A friend from the Trinity United choir, Marge Jones, introduced her to the Allegheny Valley Concert Association.
“She had season tickets for years and years and went all the time, and I was always invited to join her and her lovely lady friends,” Cornetti says in an interview from Italy, where she is performing. “I had the great pleasure to see so many great artists there. I can't remember everyone, but for sure I saw Gordon McCrea. It was one of his last public appearances because he had had a stroke and could not walk so well. But his voice was still glorious. I also saw Shirley Jones, and was so impressed with how beautiful her voice was. And there was Roberta Peters and Robert Goulet. Oh man, I was in heaven!”
In its six decades, the concert association has hosted many of the stars of pop, jazz, classical, folk, ethnic and dance. Stage productions included “Porgy and Bess,” “La Boheme,” “Rigoletto,” Gilbert and Sullivan's “The Sorcerer” and the National Afro-American Artists production of “Black Persuasion.”
“I'm very sad that this is our last season, but we are running on a shoestring budget. We have so many faithful members, and they are sad we are ending but we just can't afford to continue our productions,” says board member Mary Ann Justham of New Kensington. She, like many, are left with memories of performances that brought them joy through the years.

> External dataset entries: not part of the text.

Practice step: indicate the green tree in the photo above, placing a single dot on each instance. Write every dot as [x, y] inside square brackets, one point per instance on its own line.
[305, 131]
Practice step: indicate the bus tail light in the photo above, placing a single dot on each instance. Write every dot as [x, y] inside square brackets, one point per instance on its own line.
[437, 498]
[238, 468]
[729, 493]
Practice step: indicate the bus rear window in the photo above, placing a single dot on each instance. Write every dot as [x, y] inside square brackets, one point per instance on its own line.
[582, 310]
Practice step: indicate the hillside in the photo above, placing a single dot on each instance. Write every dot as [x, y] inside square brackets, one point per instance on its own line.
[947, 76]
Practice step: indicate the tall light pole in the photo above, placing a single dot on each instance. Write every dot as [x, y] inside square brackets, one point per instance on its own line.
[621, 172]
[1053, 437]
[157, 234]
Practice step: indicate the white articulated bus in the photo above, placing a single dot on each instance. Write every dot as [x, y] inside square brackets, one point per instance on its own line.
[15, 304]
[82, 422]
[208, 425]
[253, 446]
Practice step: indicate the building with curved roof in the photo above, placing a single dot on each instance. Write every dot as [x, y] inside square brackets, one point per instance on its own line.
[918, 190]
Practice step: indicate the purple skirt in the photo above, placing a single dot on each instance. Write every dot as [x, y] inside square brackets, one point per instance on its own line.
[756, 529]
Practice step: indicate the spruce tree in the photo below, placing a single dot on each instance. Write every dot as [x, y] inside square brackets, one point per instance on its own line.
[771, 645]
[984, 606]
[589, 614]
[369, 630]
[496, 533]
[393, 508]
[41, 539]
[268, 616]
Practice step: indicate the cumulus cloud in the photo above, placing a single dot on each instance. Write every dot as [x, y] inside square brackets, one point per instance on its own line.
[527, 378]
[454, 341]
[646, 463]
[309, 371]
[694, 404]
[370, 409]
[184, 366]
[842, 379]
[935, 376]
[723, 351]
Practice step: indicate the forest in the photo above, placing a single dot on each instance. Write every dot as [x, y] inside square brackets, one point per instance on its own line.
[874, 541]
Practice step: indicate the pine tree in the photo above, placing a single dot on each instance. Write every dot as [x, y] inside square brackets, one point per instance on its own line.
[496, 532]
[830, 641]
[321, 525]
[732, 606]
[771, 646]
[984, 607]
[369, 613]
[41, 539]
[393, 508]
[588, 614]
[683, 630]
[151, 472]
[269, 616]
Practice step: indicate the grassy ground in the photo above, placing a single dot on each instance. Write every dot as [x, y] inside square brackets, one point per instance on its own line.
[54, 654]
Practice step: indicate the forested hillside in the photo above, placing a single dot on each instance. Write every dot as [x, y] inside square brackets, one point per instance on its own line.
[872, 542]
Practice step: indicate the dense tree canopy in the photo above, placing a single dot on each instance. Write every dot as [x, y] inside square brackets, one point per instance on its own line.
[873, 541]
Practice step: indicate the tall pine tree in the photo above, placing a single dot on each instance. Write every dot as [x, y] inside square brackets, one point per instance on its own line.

The organization has been successful due to the hard work of the volunteer board of directors and sales volunteers, says the group's president, Robert Sauro of New Kensington.
“We spend countless hours preparing for each season. No one knows the amount of work it takes to put a season together. The concert association has brought some amazing concerts to the Valley.”
Cornetti, who previously performed on the Valley High School stage in New Kensington Civic Theatre's production of “My Fair Lady” with Justham, says she considers it an honor to join those who have performed for the concert association through the years.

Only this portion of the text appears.